To facilitate YOUnite’s managing of your federated data, the following assumptions are made:

  1. Each application or service (source system) has been identified and registered to YOUnite through an adaptor. See Creating and Managing Adaptors for how to register and manage an adaptor.

  2. Data Domains have been identified and understood for this YOUnite Data Fabric implementation. See Data Domains.

  3. Adaptors have been created for each of the applicable source systems. Off-the-shelf adaptors are available (see YOUnite DB Adaptor) and custom Adaptors are developed using the Adaptor SDK.

  4. Key actors in the process of linking have been established. This includes the DGS and the individual Zone Data Stewards (see the section on "Zones" in Zones, Users, Groups, Roles and Permissions).

Creating the Data Catalog - Linking Data Records

The process of linking source entities to DRs (linking) is accomplished by either: * Standard data linking * Data discovery

Standard Linking

With this method, YOUnite waits for data events to occur and to be published by adaptors. As adaptors send data events to YOUnite for a given DR, YOUnite automatically links and synchronizes them according to data governance (i.e. inbound/outbound ACLs).

A PUT or POST data event will automatically link a DR to YOUnite if it is not already linked.

Data Discovery

Since we don’t know which data sources (DBs) have the most recent copy of a data record, it may not be desired to synchronize the existing data in a DB when introducing it into the data fabric. It’s typical to start synchronizing data between a new system that contains data once all the records in the new system have been added to the YOUnite data catalog otherwise, old data in the new system may overwrite more recent data in other systems.

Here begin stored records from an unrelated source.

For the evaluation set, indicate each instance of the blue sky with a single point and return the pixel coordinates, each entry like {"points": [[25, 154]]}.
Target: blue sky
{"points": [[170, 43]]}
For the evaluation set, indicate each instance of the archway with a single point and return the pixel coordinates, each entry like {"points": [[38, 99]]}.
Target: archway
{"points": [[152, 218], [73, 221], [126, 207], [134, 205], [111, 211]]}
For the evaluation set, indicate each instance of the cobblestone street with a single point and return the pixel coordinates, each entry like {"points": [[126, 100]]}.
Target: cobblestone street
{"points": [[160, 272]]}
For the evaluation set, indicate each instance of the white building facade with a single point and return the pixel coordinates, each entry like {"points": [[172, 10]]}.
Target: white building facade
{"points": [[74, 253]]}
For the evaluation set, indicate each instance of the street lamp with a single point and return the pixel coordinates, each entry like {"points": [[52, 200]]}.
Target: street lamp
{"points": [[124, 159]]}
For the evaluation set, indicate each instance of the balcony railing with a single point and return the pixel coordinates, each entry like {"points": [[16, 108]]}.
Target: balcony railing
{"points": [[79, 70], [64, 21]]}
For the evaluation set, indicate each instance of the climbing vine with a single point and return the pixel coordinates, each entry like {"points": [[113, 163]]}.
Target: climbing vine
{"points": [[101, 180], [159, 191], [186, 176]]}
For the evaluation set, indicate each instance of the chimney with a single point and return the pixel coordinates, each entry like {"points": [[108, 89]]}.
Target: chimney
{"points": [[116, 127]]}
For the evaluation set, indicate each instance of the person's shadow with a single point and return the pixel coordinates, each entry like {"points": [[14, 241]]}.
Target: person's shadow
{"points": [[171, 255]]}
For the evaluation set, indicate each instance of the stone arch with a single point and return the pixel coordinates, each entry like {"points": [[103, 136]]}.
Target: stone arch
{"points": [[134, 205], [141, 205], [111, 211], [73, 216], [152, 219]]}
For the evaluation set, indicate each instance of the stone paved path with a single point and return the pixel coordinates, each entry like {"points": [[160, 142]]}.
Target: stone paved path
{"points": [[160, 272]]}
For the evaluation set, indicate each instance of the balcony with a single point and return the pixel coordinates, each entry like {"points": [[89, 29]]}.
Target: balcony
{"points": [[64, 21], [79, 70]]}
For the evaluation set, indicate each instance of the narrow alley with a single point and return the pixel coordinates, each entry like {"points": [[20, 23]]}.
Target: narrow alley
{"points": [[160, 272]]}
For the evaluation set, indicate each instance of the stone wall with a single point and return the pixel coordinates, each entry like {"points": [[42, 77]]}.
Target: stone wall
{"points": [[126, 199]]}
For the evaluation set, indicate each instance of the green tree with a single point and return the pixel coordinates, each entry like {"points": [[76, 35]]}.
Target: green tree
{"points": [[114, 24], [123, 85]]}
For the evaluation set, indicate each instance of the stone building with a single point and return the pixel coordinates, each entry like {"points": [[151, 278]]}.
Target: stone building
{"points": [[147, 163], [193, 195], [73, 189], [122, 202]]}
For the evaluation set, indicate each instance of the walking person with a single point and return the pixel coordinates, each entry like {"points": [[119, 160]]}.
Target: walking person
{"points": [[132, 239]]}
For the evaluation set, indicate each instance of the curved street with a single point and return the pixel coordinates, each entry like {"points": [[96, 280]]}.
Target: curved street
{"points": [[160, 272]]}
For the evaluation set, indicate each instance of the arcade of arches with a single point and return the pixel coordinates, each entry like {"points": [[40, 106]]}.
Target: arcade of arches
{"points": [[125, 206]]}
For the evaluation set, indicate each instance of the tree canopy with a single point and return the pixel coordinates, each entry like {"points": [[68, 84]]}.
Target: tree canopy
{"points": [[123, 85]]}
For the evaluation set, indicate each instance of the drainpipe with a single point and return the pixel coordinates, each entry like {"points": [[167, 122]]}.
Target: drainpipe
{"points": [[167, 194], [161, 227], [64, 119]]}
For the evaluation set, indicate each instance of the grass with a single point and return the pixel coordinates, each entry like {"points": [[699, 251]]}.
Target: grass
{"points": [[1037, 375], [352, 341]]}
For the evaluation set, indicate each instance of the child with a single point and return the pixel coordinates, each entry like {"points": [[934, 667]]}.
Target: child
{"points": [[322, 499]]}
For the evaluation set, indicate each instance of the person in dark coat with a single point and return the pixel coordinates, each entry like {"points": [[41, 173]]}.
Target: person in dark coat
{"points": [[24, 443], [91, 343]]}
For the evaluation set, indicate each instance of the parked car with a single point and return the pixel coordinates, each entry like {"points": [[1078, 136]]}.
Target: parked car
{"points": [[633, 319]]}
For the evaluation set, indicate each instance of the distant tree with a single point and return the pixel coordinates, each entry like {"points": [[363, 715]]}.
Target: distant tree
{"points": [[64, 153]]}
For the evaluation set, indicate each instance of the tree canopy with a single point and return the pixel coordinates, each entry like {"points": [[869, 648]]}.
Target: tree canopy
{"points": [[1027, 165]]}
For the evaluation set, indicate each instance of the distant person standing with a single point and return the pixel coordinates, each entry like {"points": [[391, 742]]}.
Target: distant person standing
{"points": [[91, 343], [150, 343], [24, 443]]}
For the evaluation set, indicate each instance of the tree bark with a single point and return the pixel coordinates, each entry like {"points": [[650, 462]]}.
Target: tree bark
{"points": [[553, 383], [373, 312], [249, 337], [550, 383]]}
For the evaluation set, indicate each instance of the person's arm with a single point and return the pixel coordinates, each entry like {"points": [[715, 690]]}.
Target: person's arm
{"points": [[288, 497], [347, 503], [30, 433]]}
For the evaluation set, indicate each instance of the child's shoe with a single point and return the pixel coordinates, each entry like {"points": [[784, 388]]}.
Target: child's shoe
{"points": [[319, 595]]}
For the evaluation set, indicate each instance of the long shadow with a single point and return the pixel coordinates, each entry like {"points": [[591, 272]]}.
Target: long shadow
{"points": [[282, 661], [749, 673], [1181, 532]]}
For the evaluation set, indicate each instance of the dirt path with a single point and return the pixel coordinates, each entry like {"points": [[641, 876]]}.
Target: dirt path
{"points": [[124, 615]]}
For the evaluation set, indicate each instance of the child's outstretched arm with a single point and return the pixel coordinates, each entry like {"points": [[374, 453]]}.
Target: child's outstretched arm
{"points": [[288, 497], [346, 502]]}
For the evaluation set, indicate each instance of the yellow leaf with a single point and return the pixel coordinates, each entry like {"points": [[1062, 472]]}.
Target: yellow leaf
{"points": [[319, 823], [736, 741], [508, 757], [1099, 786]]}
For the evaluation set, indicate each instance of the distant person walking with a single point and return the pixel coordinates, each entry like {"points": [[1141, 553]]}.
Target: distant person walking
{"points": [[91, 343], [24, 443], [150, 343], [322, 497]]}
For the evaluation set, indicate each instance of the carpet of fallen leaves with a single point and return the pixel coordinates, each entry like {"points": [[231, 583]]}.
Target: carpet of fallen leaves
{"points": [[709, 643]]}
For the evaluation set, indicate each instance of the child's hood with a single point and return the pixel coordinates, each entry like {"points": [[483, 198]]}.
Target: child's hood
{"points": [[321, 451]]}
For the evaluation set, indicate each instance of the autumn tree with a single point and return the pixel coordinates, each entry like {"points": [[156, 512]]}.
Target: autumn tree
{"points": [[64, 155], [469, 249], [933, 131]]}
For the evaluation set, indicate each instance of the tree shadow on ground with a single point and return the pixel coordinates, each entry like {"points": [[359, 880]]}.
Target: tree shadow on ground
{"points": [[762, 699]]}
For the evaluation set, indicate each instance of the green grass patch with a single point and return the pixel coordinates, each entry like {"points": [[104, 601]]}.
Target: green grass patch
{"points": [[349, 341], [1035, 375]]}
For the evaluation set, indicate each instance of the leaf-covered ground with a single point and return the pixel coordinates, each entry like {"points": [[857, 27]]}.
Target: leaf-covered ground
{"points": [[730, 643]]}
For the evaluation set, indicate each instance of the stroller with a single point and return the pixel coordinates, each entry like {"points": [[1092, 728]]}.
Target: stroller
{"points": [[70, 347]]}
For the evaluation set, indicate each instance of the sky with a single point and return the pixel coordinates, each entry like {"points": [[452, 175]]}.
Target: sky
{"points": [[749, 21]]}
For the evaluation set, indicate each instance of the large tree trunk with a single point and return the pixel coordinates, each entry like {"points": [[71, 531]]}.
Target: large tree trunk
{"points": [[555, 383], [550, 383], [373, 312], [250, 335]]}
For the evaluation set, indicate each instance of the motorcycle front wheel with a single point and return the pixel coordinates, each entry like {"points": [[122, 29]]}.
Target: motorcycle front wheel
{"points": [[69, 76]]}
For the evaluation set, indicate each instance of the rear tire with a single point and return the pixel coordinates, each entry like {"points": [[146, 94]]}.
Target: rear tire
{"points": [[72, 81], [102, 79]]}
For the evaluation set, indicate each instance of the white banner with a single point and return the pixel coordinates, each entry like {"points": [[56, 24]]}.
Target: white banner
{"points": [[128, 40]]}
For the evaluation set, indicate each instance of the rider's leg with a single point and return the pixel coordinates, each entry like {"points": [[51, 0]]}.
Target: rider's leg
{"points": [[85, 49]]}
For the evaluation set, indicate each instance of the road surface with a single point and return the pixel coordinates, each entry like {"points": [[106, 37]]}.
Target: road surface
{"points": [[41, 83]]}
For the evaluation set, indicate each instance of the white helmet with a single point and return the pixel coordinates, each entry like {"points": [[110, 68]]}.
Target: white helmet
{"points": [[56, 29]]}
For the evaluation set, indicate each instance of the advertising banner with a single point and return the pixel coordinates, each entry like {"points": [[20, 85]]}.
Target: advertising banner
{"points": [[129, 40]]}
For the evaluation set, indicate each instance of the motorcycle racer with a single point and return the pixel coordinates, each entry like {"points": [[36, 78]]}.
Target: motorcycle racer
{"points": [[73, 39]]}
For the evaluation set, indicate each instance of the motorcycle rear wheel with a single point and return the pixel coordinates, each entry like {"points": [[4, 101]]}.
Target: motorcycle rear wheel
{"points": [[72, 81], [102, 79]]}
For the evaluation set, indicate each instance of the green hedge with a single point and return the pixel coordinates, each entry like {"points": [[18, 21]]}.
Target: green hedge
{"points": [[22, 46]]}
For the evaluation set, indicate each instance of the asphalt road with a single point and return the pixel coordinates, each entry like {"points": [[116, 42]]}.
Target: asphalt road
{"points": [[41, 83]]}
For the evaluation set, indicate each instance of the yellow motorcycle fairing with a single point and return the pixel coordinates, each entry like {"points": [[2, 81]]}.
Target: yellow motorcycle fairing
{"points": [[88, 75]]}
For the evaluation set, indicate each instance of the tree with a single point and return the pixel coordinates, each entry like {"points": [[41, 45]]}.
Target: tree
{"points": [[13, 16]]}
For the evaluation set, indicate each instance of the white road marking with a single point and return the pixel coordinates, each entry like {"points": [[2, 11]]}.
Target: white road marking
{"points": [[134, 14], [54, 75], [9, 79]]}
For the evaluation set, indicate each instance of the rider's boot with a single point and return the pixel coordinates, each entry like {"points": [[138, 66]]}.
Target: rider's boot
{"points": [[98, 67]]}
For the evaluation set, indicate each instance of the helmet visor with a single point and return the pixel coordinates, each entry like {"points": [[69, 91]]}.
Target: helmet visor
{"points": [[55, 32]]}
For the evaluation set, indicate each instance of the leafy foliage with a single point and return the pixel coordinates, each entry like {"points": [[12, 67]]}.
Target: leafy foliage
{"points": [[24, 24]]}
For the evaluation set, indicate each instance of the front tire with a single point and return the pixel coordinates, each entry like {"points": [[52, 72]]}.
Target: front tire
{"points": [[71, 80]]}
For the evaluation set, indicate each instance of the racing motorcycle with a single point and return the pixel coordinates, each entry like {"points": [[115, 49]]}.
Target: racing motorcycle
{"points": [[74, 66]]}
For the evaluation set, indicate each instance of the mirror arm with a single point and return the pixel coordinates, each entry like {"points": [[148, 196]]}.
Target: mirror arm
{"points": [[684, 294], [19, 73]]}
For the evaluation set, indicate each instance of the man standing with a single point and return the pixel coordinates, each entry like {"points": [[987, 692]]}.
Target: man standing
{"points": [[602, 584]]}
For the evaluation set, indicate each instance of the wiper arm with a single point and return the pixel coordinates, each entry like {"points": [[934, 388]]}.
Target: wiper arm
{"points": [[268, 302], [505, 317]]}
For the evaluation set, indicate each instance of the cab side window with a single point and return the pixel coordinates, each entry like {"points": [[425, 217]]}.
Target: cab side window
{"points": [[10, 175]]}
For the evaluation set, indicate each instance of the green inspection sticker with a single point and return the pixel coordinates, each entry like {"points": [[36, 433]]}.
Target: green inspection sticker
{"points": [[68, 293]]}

Putting an adaptor in "Discovery mode" allows the adaptor to scan a DB for records and then send them to YOUnite for linking without synchronizing the data to other DBs.

Once the adaptor has completed its initial scan, it can be taken out of "discovery mode" and into standard linking operation - detecting data events and synchronizing them according to data governance (i.e. inbound/outbound ACLs).

Difference Between Standard Linking and Data Discovery

If an adaptor is not put into discovery mode when first connected to the source system, any existing records in the source system will not get linked to DRs (added to the data catalog) until an existing record is updated.

Enabling and Disabling Adaptor Data Discovery

An adaptor is typically put in discovery mode when the adaptor is started for the first time and when there is no activity on the source system.

1) When creating the adaptor, set discoveryMode to true.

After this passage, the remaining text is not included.